I do not know what the circumstances of our next case will be, Hawk," he told me, “but I do know who the murderer will turn out to be … YOU! I will see to it!”

“I could have included your address and phone number you know,” I pointed out. “Put a take a number thing out in the hall and I’d have all your free time covered.” I cast a sly glance in Wolfe’s direction, to see if the needle was working, but his head was buried behind him monitor, and his posture, as usual, gave away nothing. I was feeling a little chafed at having to fill out orchid germination reports. My most recent trip to Boston to work with Spender had resulted in me and him pretty much wiping out half of the north shore mob in an hour-long gunfight in Fanueil Hall. Filling out plant germination records seemed a bit of a letdown, and so I had to puncture Wolf’s balloon a bit just to keep my spirits up.

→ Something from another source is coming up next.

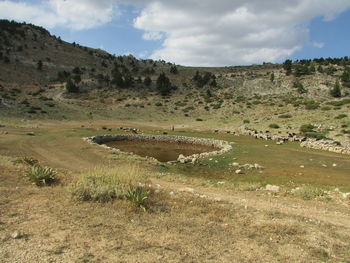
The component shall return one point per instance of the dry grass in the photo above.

Yeah … parody … that’s the ticket …

For what it’s worth, I just downloaded ‘Under the Andes’ from Project Gutenberg. They seem to think it’s in the Public Domain.

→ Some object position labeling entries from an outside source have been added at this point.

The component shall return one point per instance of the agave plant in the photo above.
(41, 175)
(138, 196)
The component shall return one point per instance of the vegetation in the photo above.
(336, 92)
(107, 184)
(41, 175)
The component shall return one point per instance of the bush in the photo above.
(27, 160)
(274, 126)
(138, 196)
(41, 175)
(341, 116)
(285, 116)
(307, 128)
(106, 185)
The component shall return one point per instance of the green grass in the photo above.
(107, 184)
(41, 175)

That’s the only way anyone will read it. :slight_smile:

Like others, I’ll assume you meant 2031.

I seem to recall a sequel to GWTW being authorized a few years back because the copyright on the original was about to expire, and the estate/owners wanted to get their version in print before any hacks cluttered the market with theirs. Did the legal situation change after that… or am I thinking of Casablanca?

There was a GWTW sequel several years ago, and one more recently, Rhett Butler’s People in 2007.

Just don’t call the narrator “Starchie”. You’ll get sued by MAD magazine.

Wait, are you just noticing? It’s been author’s life + 50 years since January 1, 1978 and author’s life + 70 years since 1998. That’s right. Nothing’s changed for 15 years and Fer-de-Lance would still be under copyright even if the earlier law had remained unchanged. I assume 35 years is a good proportion of your entire adult life, making its copyright status the same for all of your cognitive years. So why the surprise?

Scarlett (1991) by Alexandra Ripley and Rhett Butler’s People (2007) by Donald McCaig were authorized by the Mitchell estate.

There was an unauthorized book, The Wind Done Gone (2001) by Alice Randall, which the Mitchell estate tried to stop. But the publishers successfully argued it was protected as a parody of the original novel (it retold the story of Gone With the Wind from the viewpoint of a slave).

Other unauthorized sequels have been written but these were straight up sequels and the Mitchell estate was able to stop their publication in the United States.

Why shouldn’t they? That is to say, if an author or artist wishes to leave the stewardship and proceeds of his work to his heirs, why should he not be able to do so, just as, say, a captain of industry can leave his?

I’d pay a lot of money to see this published. You need to put some more blacksplotation in though.

I had a vague memory that copyright extended to 75 years nowadays. I thought that was ridiculous. Naturally, I think life plus 70 years is even more ridiculous. As for why, I dunno … I’m sorry my cognitive processes do not meet with your approval. If it’s ANY consolation, there are many whose approval my cognitive processes do not meet.

Hmmm. Negro Wolf’s chef could be “Grits” Brenner, America’s foremost culiniary expert on soul food.

Ah, in both cases the grandkids ought to do some working for a living. Let em have every advantage in education, good contacts, but make em do something other than live off grandpa’s (or to be non sexist, grandma’s) money.

I just saw a pile of LR Hubbards 1930’s SciFi/Adventure novels on sale at a local discount joint-they are paperback copies issues by an outfit called “Galaxy” press (Hollywood Ca). After 100 pages of the novel(I bought a copy of “The Great Secret”)-there is the usual slavish “biography” of the LRH. These were originally priced at $9.95/copy-so I guess $1.50 means that they were not hot sellers.
at any rate, I can join the Galaxy book club-for 9.95/month.. I can get a complete set of LRH's pulp novels! Or would I be inviting the CO into my life? Can’t risk getting some bat thetans here!